Post-calibration of DTS data and analysis of well completion process monitoring in CO2 geological storage demonstration site

Abstract

The DTS temperature profiles obtained during well completion of Koreas first CO2 monitoring well in Janggi, Pohang were analyzed to characterize each well completion process in terms of temperature anomalies and to evaluate the feasibility of DTS as a monitoring tool of well development process. Since DTS temperature, a measure of temperature effect on a scattering of light traveling in fiber, should be calibrated to real temperature and unavoidable depth mismatch during installation should also be corrected, several post calibration methods of depth and temperature are also investigated.

The unavoidable depth mismatch is corrected by applying conventional approach which subtracts the ratio of cable length error to TD (Total Depth) of well from each measurement depth, and confirmed its effectiveness by comparing the result with the location of transition point of steel and FRP (Fiber-Reinforce Plastic) and its effect on temperature change pattern during gas lift.

For temperature correction, several point-wise methods and conventional long-point pre-calibration method are investigated to suggest an effective post-calibration method. The conventional method by submerging a portion of cable longer than the length of resolution cell defined by pulse width or a gauge length of a measurement system in water showed preferable result than the other methods. However, point-wise methods which gave reasonable and comparable results with long-point method also showed that it could be a useful alternative when a long-point method-based pre- & post-calibration cannot be done.

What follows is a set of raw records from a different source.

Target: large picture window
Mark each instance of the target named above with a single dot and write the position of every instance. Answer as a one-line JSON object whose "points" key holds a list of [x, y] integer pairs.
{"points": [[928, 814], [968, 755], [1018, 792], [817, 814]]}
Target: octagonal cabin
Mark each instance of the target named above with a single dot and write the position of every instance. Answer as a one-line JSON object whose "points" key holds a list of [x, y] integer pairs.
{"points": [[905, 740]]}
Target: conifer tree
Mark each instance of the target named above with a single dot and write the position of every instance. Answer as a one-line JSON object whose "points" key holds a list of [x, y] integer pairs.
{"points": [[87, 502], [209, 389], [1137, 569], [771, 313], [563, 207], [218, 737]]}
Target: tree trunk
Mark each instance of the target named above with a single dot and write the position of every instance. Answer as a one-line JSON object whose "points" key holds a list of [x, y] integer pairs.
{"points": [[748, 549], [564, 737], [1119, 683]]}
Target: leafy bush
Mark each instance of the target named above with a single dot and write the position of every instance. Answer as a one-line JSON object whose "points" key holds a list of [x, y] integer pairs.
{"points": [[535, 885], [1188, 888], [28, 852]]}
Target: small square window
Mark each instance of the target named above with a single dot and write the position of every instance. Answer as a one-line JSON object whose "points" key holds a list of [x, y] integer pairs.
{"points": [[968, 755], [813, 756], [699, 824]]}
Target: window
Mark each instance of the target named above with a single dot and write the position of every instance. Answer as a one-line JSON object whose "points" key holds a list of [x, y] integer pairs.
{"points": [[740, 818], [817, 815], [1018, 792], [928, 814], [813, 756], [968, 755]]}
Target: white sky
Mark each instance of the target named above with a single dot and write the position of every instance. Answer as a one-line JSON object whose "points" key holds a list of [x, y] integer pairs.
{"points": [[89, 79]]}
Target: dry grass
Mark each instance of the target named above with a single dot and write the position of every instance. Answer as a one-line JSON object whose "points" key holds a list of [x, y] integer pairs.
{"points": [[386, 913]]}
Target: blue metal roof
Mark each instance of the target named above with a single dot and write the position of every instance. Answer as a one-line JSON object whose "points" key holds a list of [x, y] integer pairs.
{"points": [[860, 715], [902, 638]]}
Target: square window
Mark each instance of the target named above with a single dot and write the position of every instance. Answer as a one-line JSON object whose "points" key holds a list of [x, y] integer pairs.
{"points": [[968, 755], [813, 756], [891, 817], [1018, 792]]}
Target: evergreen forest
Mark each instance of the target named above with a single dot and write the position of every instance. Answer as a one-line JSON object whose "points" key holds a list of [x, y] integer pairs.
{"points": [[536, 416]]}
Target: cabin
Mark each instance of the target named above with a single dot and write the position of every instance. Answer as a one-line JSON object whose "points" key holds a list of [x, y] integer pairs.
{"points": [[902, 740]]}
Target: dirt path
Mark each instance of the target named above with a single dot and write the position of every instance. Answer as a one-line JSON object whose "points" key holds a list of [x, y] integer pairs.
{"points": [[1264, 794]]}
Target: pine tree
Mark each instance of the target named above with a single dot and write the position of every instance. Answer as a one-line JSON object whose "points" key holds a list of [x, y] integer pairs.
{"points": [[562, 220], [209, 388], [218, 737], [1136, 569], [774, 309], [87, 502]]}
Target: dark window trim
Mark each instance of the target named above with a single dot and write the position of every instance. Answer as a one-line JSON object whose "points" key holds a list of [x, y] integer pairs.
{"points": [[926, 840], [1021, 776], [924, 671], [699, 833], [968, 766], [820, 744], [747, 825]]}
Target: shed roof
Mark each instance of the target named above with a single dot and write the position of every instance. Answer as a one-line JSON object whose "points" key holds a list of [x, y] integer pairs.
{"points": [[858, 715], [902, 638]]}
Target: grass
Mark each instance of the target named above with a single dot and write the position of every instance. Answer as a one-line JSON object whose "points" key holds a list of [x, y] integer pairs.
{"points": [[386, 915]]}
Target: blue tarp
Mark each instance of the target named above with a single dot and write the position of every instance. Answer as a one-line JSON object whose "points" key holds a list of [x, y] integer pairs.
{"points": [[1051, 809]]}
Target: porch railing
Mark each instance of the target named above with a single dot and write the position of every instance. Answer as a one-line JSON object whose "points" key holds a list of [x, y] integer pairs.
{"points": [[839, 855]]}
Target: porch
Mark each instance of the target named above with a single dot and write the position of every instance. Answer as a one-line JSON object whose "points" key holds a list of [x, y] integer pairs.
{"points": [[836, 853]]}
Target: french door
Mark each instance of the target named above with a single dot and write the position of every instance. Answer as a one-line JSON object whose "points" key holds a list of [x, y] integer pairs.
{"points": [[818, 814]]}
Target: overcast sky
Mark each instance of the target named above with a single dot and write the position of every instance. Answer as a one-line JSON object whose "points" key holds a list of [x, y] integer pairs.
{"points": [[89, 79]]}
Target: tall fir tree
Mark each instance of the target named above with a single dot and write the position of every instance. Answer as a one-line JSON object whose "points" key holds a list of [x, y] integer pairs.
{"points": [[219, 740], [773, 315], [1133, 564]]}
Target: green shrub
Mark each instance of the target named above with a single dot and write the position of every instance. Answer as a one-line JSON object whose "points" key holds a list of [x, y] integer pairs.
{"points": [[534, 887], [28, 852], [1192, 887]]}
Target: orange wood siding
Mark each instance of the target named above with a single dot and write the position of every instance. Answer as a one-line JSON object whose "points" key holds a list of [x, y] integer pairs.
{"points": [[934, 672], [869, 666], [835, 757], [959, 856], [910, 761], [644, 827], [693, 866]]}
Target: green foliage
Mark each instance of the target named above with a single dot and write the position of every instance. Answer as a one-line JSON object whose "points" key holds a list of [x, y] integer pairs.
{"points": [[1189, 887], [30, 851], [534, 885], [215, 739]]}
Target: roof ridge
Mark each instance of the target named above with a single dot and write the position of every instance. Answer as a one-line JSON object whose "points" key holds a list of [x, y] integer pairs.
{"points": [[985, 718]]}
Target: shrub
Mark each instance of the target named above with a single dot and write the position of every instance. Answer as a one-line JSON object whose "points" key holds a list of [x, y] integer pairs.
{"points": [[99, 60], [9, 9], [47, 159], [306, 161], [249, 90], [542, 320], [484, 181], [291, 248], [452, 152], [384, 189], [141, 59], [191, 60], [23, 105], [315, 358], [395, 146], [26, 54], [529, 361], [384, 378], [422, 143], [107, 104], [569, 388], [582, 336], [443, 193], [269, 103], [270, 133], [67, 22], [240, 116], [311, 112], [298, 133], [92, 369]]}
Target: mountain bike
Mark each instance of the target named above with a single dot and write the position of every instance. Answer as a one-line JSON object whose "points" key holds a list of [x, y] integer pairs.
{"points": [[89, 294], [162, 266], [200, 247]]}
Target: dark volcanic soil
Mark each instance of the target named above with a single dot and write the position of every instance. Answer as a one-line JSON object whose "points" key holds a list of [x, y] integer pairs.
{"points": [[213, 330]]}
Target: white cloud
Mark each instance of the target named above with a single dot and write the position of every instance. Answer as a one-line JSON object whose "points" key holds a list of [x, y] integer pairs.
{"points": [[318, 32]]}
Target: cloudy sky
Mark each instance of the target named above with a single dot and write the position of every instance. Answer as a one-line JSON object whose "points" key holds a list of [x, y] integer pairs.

The real-time DTS monitoring data revealed that each well completion processes can be characterized by their own distinctive temperature anomaly patterns. In gravel packing, the progression up the well of the emplaced sand was noticeable as an anomaly and creating a thermal bridge to the warmer formation. The DTS data clearly shows the exothermic reaction associated with curing of cement within the cementing boundary. During gas lift operations, the conventional highly oscillating pattern was observed in the DTS data, but in our case, the casing transition point was delineated. In summary, these imply that real-time DTS monitoring could not only be an effective tool of monitoring but also controlling, and optimization of well completion procedure.